Stille creativiteit en eenvoudig vermaak. 

dinsdag 3 juni 2014

Limerick

Het St Jans Hospitaal in Brugge in het centrum van de stad is omgebouwd tot museum, waar rond deze tijd een tentoonstelling was gewijd aan Hans Memling. Memling schilderde in de 15e eeuw in Brugge. Het was voor ons aanleiding om op onze reis naar Esquelbecq een paar uur in Brugge door te brengen. De tentoonstelling van Memling omvatte overigens slechts zes werken. Hoogtepunt is de triptiek met Johannes de Doper (zijn onthoofding) en Johannes de Evangelist (zijn visioen) en daartussen het huwelijk van Catharina met Jezus.
Na dit bezoek slenterden we verder naar de Markt om minstens even oog in oog te staan met het belfort van Brugge en een hapje te eten. Toen we ons rond draaiden viel het oog op een reisboekhandel. Boekhandels hebben altijd een onweerstaanbare aantrekkingskracht. We liepen dus de winkel in maar zagen tussen de reisgidsen niet iets dat ons bijzonder boeide. Tot we de kassa passeerden op onze weg naar de uitgang. Daar lag een boekje met als titel There was an old Geezer called Ceasar. Een wereldgeschiedenis in limericks. Echt een boekje voor mij dus: ik heb een voorliefde voor limericks en een belangstelling voor de geschiedenis.
Ik maakte tegen de verkoopster een opmerking in die zin, terwijl ik een tientje uit mijn portemonnee haalde om te betalen.
'Nou, zei ze, 'dan hebt u hier weer een stimulans om ook wat te maken.'
'Mm, dat klinkt haast als een uitdaging: Er was eens een juffrouw in Brugge...'
'Ja, zoiets, maar dit is niet genoeg,' zei zij weer, wijzend op mijn tientje.
Ik betaalde het tekort bij en zij pakte het boekje in. 'Als u wat maakt, mijn e-mailadres zit in het boekje.'
We groetten en liepen de zaak uit.
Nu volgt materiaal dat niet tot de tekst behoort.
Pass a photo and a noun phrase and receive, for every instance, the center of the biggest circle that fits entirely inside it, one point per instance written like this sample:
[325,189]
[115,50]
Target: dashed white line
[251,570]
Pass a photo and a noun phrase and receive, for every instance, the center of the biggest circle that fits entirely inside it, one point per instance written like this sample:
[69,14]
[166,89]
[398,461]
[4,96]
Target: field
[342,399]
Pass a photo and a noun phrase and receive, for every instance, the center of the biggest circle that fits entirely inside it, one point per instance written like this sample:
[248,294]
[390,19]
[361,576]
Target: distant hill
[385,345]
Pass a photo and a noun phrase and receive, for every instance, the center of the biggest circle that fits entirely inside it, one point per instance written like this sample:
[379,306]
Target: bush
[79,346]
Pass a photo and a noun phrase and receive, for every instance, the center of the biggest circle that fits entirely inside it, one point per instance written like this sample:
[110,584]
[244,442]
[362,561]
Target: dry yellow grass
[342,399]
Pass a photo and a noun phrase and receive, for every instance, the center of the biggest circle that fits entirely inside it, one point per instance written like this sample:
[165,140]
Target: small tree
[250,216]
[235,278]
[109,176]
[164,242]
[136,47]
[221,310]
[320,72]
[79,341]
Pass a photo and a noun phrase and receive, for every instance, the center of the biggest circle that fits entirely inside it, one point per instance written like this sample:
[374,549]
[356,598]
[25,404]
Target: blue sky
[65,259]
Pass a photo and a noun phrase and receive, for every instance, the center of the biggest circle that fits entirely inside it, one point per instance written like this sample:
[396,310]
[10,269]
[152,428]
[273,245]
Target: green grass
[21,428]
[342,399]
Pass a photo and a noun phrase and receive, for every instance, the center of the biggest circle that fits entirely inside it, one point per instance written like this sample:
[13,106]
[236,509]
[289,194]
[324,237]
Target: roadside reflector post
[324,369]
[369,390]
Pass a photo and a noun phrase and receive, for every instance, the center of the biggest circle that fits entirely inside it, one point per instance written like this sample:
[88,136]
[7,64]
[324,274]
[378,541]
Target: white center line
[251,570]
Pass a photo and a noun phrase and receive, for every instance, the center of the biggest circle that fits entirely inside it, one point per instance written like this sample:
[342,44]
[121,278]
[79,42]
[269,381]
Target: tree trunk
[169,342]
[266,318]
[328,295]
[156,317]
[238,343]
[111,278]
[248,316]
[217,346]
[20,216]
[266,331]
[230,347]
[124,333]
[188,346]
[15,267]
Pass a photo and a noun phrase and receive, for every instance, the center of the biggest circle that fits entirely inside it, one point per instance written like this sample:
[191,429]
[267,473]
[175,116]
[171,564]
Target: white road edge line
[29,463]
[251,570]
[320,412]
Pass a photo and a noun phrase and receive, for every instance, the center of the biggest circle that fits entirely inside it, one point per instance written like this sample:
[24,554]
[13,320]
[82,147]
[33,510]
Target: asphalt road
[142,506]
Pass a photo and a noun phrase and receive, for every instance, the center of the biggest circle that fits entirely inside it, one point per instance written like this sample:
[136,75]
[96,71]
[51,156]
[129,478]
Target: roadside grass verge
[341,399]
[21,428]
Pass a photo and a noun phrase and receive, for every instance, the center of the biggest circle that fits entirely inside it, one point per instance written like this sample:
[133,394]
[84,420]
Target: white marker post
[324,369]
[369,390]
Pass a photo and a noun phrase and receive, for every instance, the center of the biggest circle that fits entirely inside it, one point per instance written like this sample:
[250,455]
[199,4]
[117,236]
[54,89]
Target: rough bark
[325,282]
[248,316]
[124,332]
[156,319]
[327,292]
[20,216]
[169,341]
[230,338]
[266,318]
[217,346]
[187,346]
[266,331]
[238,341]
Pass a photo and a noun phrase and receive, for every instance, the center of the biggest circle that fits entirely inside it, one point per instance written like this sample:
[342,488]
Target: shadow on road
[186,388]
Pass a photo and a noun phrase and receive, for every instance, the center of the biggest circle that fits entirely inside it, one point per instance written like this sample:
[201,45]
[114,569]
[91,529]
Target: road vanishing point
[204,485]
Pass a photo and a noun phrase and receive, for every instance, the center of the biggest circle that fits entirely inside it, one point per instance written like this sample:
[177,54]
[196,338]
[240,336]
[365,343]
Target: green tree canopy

Aan de lunch bladerde ik eens door de geschiedenis.

         Old Masters
There were some old folks in Lascaux,
A terribly long time ago
Who drew on the walls
Of there cavernous halls
Why they did it, we don't rightly know

Aardig, maar zonder het dubbelzinnige vaak ronduit scabreuze karakter van de echte Engelse limerick.
Ik bleef nog wat broeden op mijn juffrouw uit Brugge. Maar veel veelbelovende rijmwoorden voor Brugge kon ik niet vinden. Uiteindelijk kwam ik tot:

Een mooie verkoopster in Brugge
Niet slechts in 't verkopen een vlugge
Zij bleek ook zeer alert
Toen het betaaltijd werd, 
Ze is echt niet gek daar in Brugge. 

Toen ik dit product per e-mail naar Brugge stuurde, kreeg ik haast per kerende post een bedankje met de verontschuldiging, dat het toch echt alleen maar als grap bedoeld was.